I’ve always been a soul guy and my parents were always playing [Billy Paul’s] albums around the house. This was way before I even knew about sampling, I was just listening my parents talk about the history of Philadelphia and me going down to Philadelphia International to learn from those producers as a youngin’. When I actually discovered Billy Paul’s records, him and the Jacksons were the first of the bunch from Philly International that I really started studying. Once I was introduced to that, it stuck with me all the way up to when I first started making beats. My first couple beats, some of them was from “Me and Mrs. Jones” and “I’m Just a Prisoner”—I sampled both of those, I didn’t even have a beat machine yet, trying to be like DJ Premier. I had those albums and I stayed with them. As I got better with some of the logistics of samples, I dug back into my mom’s War of the Gods album. Her copy skipped on one part, and when I first started on the ASR, I was able to manipulate that one little scratch on “War of the Gods” into a dope beat. I wish I still had it to this day, but I don’t, so I moved on.

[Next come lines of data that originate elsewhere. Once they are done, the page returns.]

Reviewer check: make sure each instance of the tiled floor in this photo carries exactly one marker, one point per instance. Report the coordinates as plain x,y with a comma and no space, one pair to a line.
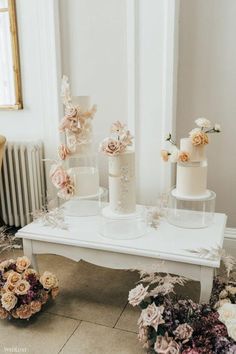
89,316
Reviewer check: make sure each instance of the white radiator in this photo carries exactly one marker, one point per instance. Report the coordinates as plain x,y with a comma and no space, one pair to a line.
22,182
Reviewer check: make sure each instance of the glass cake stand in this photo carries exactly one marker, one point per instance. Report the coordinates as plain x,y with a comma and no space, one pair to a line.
192,213
123,226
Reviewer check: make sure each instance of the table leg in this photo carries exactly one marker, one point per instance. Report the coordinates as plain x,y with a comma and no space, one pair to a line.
28,251
206,281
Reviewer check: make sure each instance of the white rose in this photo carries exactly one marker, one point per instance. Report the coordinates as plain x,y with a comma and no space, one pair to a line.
203,123
231,328
227,312
174,154
137,294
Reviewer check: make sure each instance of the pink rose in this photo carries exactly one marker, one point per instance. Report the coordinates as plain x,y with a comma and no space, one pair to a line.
58,176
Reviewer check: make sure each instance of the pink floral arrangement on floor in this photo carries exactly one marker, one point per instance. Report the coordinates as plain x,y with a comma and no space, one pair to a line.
199,138
23,291
118,141
169,325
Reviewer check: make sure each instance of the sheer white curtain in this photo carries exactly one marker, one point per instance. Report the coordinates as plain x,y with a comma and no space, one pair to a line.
7,92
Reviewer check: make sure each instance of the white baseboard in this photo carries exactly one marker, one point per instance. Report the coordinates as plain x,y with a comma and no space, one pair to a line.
230,241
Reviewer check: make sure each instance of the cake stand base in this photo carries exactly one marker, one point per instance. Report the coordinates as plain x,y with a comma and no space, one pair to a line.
86,206
191,213
123,227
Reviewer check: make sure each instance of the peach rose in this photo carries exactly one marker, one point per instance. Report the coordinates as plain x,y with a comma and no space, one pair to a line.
48,280
58,176
112,146
54,292
63,151
183,156
3,313
165,155
199,138
24,311
8,300
35,306
13,278
22,263
22,287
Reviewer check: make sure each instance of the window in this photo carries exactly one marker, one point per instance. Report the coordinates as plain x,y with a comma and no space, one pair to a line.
10,85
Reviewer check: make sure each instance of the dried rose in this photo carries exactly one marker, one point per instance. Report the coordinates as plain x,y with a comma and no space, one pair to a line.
49,280
24,311
166,345
63,151
137,294
54,292
35,306
22,287
152,316
22,263
8,300
3,313
184,156
183,332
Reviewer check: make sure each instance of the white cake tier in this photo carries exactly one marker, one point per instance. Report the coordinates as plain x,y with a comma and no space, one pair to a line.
86,180
197,153
122,183
191,180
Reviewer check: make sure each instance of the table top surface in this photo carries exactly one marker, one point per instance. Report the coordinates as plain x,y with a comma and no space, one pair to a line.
167,242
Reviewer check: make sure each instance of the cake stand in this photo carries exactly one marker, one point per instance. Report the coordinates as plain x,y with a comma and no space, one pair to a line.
191,212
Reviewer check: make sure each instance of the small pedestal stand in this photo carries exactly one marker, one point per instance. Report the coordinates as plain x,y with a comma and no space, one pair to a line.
123,226
192,213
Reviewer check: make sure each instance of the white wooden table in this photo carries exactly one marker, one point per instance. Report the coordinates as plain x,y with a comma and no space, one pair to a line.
168,243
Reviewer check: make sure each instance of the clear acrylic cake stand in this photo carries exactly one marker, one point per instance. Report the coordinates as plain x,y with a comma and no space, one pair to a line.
192,213
123,226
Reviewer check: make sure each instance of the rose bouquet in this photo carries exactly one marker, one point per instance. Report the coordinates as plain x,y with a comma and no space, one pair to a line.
168,325
198,137
118,141
23,291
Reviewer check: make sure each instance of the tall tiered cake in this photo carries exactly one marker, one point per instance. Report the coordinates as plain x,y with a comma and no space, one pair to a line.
191,204
121,170
76,174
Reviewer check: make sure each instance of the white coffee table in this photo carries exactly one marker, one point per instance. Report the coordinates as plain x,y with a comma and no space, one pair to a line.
168,243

Later on Dilla used “Let the Dollar Circulate” [on Steve Spacek’s “Dollar”] which was a sample that I always wanted to use, but I just didn’t know how to flip it, even when I was making “Circulate” with Jeezy. If I chopped it up and tried to own it and make it mine, I felt like I wasn’t going to get what I wanted to get, because Dilla already did it perfectly. I was trying to figure out how to make it musical. I decided to not just chop it and to instead give it a band feel. I had someone come in and play the drums and then someone play the horns over on top of it. You can hear the different drums and turnarounds that I had the drummer do in the studio. It was Jeezy over my own orchestration of all the guitars and everything else I blended together. If you go back and listen to “Circulate,” each individual part starts to build up. Leslie Brathwaite was such a good mixer that he made it sound like it was the original record. Even at the end of the record, Jeezy turned it off because we don’t like people to rap on our beats.

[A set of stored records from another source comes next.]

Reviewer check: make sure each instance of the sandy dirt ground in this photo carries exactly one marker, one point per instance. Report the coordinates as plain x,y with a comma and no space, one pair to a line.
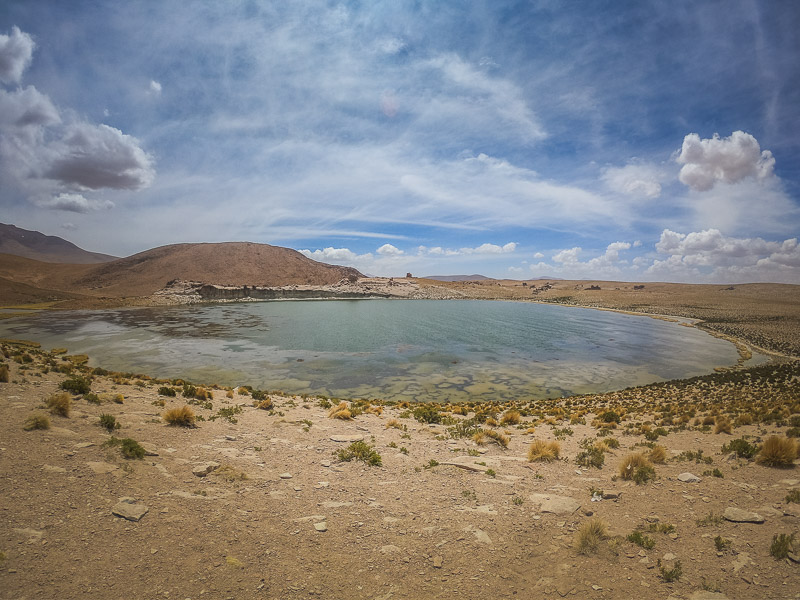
256,503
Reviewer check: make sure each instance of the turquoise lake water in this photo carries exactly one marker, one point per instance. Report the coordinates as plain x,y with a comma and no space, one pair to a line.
425,350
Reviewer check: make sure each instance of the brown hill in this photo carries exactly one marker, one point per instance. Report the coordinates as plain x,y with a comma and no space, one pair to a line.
229,263
45,248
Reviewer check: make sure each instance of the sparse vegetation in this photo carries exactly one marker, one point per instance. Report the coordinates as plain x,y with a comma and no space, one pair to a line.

Me and Jeezy sit down together and come up with concepts for albums before we even start the record. At that point, money was so bad in the streets that we were looking for anything that would stand out in the recession. What we built Jeezy’s career on was a lot of aggressive music that was soulful at times. We looked at [albums] like a movie, where there’s a part in the middle when you feel it get deeper. “Circulate” was the point in the movie where you say, “I get it.” It was a real Robin Hood kind of feel. Jeezy does this thing every Thanksgiving where he gives out turkeys to the hood. We felt like taking a Brink’s truck with millions of dollars in it and just going through every hood in Atlanta and throwing money out. That’s the basis of that song, that’s basically how it came together. The idea for the album was that everybody needs money and what are we going to do for the hood so they don’t feel this recession as hard as a lot of people are feeling it. “Circulate” came out perfect for that need. We went ahead to run with it.